Argentine DNA tests show no match with Clarin kids

AP News
Posted: Jul 11, 2011 8:23 PM
Argentine DNA tests show no match with Clarin kids

DNA taken from the adopted children of one of Latin America's most powerful media moguls doesn't match that of two families whose relatives were kidnapped and killed by Argentina's military dictatorship, a legal source close to the case told The Associated Press.

The Lanoscou-Miranda and Gualdero-Garcia families sued Grupo Clarin owner Ernestina Herrera de Noble a decade ago in the hopes of finding out whether the siblings were stolen from their relatives at birth.

The Noble children had fought for years to limit the investigation into their background to the two families who initially sued their adoptive mother. Human rights groups and later the Argentine government insisted on comparing their DNA to the entire database of families of the disappeared.

The initial result was widely reported in Argentina on Monday and confirmed to The AP by a person who insisted on anonymity because of a judicial confidentiality requirement.

The blood and saliva taken from Marcela and Felipe Noble on June 24 after a lengthy court battle don't match the genetic profiles provided by the Lanoscou-Miranda and Gualdero-Garcia families to Argentina's national bank of genetic data, which by law must now be used to resolve such cases.

The gene bank's work has only begun, however.

Its scientists will now compare the DNA to the genes of hundreds of other families of people who disappeared during the 1976-1983 military regime.

Judge Sandra Arroyo said the process is being monitored by representatives of both sides.

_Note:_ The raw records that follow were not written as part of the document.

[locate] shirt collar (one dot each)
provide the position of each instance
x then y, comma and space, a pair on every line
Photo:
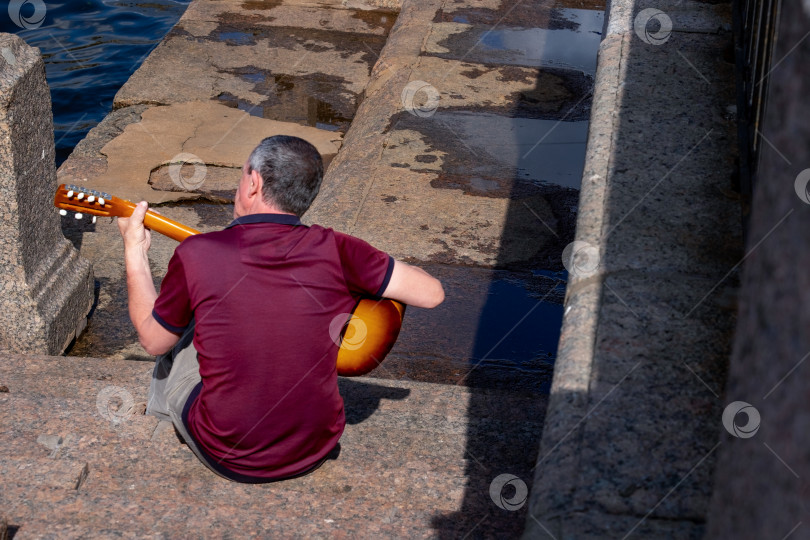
282, 219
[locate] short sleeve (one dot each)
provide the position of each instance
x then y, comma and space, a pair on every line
172, 308
366, 269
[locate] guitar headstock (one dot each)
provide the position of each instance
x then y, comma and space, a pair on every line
70, 198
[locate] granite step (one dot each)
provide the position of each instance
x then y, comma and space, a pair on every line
416, 460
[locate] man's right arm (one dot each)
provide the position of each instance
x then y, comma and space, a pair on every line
413, 286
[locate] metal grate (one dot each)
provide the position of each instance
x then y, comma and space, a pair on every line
755, 31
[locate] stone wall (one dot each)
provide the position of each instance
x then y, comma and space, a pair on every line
764, 462
47, 288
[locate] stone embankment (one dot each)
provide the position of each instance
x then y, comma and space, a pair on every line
634, 418
455, 141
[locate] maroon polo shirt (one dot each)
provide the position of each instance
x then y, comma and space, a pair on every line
262, 294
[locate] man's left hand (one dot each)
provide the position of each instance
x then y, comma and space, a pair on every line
135, 235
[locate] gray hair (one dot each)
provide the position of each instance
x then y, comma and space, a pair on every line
291, 171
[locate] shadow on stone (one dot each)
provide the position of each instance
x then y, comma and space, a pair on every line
362, 399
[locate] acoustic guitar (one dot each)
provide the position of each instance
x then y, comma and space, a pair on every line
365, 336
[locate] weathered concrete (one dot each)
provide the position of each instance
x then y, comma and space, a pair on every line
629, 442
212, 139
227, 75
761, 481
47, 287
80, 461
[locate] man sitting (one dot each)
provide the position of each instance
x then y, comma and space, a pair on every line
255, 394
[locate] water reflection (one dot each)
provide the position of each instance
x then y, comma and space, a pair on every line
90, 49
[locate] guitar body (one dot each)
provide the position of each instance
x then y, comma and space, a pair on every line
365, 337
369, 335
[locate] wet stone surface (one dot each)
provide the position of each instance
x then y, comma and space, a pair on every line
567, 41
302, 64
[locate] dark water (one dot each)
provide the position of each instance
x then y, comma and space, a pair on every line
90, 48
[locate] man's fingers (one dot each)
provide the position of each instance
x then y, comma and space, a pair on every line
140, 211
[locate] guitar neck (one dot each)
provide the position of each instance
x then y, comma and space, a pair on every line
168, 227
94, 203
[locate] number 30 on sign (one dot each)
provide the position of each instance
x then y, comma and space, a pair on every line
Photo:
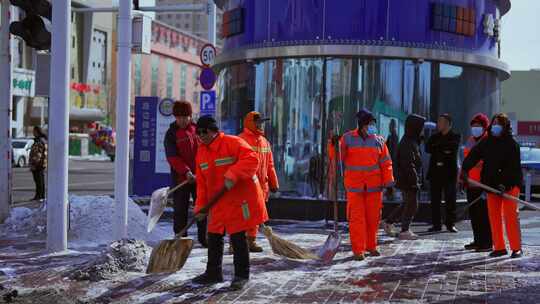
208, 54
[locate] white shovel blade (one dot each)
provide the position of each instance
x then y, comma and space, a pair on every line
158, 202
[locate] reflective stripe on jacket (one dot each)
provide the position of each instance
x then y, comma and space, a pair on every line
266, 171
367, 163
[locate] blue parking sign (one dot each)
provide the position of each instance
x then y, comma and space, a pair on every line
208, 103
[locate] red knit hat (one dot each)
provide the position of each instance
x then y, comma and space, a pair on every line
481, 119
182, 108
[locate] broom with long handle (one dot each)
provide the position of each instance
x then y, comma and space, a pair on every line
505, 195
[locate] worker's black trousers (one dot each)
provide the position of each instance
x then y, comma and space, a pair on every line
240, 255
181, 207
479, 218
39, 180
437, 190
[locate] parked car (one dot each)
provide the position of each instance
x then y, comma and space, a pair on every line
530, 163
21, 151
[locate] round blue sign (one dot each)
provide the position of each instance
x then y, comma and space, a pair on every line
207, 78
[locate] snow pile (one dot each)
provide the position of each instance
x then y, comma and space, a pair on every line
124, 255
91, 221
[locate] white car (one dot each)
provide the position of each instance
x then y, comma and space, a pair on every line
21, 151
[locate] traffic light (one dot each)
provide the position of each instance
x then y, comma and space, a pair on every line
33, 28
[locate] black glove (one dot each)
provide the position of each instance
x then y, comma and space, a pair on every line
464, 179
502, 190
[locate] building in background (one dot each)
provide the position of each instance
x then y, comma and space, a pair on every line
172, 69
521, 100
194, 23
90, 74
311, 65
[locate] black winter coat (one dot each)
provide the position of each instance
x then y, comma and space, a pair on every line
443, 162
502, 161
408, 161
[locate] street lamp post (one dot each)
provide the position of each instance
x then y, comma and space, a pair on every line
57, 183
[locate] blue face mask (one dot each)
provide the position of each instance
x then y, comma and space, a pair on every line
496, 130
477, 131
372, 130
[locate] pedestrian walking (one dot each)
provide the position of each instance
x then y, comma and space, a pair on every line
38, 162
181, 148
478, 210
442, 173
368, 171
253, 134
227, 161
501, 170
408, 166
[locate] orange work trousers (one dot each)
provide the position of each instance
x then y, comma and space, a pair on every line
364, 215
500, 208
252, 232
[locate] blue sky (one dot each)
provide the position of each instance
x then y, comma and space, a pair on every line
521, 35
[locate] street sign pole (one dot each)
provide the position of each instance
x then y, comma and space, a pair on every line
211, 10
57, 184
123, 103
5, 111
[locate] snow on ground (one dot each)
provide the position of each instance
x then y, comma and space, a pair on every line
434, 268
91, 222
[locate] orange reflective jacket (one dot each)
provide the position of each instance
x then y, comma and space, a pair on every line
368, 166
240, 208
266, 171
475, 172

The Grandmothers of the Plaza de Mayo suspects the Noble adoptees were handed over illegally to Herrera by members of the junta.

The human rights group has helped identify 104 children who were stolen from their mothers shortly after birth in clandestine detention centers, and believes about 400 others have yet to be found.

The Noble children have insisted on their right to determine their own identity, and have fiercely defended their adoptive mother, whose independent media conglomerate has been engaged in an interminable power struggle with President Cristina Fernandez.